À une époque comme la nôtre où les aliments du bétail ne sont pas encore aussi abondants qu’il le faudrait, aucune ressource ne doit être négligée, et, parmi les plantes qui s’offrent à notre attention, il convient de faire une place de choix à la carotte fourragère, qui constitue une nourriture excellente appréciée de tous les animaux, et notamment des laitières, chez qui elle excite la sécrétion mammaire et pousse à la production d’un lait riche en matière grasse donnant un beurre coloré et fin, et des chevaux. La consommation de carottes leur donne ce poil brillant et lustré, indice du parfait fonctionnement du tube digestif, organe si important chez cet animal sujet à de fréquents troubles intestinaux. Le cheval, l’expérience en a été faite, peut être nourri entièrement de carottes ; mais, sans en arriver là, ce qui serait habituellement excessif, il trouvera tout profit à en rencontrer dix, quinze ou vingt kilos dans sa ration. Il ne se fera pas prier pour les croquer.
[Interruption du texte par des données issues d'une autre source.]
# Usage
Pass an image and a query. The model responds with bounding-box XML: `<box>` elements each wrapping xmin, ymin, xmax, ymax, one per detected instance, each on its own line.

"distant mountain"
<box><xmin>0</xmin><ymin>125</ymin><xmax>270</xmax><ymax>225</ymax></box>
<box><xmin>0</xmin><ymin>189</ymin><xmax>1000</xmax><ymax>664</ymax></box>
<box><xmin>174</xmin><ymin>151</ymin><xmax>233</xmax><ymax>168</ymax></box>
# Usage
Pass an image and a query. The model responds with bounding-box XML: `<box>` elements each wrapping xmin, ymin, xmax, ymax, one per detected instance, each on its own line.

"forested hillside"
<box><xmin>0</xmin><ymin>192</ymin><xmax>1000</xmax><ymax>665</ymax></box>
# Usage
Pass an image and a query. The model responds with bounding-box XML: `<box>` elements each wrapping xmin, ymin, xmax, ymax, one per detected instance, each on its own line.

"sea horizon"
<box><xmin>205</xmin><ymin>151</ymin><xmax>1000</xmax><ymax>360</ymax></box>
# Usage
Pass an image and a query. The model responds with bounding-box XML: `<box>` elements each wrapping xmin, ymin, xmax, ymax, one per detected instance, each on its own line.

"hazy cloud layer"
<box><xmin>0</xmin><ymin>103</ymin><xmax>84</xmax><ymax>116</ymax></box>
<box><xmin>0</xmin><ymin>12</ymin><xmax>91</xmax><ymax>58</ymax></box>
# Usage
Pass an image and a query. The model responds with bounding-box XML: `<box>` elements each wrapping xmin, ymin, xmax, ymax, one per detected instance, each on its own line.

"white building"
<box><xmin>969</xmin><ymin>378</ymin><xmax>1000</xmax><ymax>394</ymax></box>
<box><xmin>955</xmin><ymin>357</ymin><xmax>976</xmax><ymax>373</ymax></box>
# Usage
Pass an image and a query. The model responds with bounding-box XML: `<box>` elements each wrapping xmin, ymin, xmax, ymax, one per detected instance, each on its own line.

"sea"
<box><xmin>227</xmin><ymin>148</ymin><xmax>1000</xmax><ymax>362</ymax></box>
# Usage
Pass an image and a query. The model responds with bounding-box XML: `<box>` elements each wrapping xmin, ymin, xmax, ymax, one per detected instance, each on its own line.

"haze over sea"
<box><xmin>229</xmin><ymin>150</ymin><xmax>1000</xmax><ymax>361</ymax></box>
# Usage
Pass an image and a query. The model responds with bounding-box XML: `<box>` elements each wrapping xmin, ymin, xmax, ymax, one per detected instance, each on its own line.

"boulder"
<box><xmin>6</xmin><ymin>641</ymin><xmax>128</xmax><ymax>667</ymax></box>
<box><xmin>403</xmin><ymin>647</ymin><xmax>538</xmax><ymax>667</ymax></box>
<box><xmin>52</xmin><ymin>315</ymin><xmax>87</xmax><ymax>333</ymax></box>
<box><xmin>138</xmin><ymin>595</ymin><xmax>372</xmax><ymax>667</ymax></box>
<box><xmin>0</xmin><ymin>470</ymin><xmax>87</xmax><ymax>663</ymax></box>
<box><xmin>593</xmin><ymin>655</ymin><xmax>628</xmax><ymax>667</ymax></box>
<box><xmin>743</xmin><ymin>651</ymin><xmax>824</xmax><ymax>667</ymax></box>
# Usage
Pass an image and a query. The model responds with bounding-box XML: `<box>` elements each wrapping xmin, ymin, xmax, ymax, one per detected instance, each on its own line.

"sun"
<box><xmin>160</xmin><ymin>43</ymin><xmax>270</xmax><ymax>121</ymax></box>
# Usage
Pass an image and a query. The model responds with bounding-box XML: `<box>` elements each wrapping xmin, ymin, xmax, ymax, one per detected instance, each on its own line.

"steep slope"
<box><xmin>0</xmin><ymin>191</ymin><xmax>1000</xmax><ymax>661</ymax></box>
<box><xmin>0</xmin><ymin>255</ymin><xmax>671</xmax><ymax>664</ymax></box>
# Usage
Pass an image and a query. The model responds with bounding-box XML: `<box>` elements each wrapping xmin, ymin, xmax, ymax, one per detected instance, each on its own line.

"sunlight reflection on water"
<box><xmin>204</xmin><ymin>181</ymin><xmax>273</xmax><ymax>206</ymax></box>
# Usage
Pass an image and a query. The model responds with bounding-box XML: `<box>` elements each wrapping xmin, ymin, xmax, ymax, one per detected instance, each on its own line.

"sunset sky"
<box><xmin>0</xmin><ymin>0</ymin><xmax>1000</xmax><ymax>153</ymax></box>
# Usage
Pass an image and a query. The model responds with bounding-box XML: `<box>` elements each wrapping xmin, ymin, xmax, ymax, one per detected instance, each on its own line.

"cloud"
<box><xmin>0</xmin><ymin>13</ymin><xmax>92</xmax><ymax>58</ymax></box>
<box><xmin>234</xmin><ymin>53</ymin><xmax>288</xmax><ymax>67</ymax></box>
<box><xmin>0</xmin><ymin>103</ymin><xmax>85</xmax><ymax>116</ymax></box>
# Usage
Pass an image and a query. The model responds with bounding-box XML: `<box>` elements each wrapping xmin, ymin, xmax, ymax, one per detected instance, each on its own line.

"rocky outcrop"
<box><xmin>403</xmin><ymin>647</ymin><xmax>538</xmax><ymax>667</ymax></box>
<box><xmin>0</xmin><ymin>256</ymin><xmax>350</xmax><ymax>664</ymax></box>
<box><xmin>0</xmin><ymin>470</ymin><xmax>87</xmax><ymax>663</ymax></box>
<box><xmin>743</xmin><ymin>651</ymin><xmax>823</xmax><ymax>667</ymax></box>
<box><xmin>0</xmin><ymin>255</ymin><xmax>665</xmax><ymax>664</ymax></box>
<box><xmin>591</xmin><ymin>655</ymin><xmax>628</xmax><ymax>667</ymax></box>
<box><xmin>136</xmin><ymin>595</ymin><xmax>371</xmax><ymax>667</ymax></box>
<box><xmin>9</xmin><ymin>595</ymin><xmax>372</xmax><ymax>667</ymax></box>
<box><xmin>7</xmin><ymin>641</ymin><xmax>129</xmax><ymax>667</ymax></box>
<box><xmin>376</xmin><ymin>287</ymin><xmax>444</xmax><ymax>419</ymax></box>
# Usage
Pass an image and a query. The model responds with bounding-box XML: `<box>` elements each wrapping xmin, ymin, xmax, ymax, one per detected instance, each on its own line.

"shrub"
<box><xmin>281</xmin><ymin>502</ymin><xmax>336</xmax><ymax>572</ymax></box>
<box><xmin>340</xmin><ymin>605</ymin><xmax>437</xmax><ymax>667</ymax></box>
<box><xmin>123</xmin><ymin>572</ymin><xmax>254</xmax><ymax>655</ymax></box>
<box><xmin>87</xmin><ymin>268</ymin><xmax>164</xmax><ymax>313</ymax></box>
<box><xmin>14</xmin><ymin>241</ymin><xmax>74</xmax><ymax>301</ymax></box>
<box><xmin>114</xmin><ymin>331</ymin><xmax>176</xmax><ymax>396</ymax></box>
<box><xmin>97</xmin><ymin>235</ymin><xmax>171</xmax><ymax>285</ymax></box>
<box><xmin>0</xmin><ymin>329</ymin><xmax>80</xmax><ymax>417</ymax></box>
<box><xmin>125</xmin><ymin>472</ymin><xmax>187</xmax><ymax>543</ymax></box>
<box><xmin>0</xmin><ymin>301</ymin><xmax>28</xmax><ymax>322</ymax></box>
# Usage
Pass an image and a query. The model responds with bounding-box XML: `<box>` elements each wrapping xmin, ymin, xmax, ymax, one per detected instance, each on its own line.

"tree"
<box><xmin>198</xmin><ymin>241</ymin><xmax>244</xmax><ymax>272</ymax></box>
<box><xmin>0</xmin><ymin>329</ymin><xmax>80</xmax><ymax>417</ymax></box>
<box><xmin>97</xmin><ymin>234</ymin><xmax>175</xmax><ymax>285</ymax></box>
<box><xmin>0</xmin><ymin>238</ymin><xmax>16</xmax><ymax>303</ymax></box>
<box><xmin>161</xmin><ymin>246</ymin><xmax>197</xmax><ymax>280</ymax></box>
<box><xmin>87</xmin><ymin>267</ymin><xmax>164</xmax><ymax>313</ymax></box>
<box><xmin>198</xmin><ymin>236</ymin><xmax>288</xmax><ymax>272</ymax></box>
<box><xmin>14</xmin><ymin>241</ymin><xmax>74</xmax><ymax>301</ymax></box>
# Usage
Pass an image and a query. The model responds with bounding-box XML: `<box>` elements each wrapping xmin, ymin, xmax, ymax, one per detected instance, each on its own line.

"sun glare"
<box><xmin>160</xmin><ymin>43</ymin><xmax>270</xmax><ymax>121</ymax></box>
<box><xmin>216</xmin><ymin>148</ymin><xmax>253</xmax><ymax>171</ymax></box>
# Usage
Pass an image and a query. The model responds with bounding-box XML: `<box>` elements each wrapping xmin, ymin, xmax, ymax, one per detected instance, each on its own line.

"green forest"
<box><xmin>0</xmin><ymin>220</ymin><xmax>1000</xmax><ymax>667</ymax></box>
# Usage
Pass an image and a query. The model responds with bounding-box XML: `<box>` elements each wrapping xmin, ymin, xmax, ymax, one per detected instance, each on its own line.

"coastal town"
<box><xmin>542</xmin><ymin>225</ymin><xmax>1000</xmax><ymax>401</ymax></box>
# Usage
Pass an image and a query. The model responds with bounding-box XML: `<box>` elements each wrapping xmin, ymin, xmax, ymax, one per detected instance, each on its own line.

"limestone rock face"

On cultive habituellement la carotte comme la betterave, intercalée entre deux céréales. Il serait préférable de la cultiver en deuxième plante sarclée, après une betterave ou une pomme de terre. Une céréale lui succéderait. De cette façon, elle viendra en terre déjà propre et bien ameublie. Les travaux seront facilités, et on pourra lui donner le maximum de profondeur de sol permis par sa constitution et, chaque fois que le sous-sol le permettra, un feuillage. La céréale qui viendra après se trouvera, elle aussi, dans d’excellentes conditions de végétation et apte à donner le rendement maximum. Cette technique de deux plantes sarclées successives est d’ailleurs parfaitement recommandable.

C’est qu’on ne saurait prendre trop de précautions avec cette plante, dont la levée lente et parfois difficile reste soumise aux caprices du temps. Il lui faut de l’humidité, ou tout au moins de la fraîcheur, ce qui la fera exclure des sols secs et des climats extrêmes. On évitera cependant les sols trop compacts.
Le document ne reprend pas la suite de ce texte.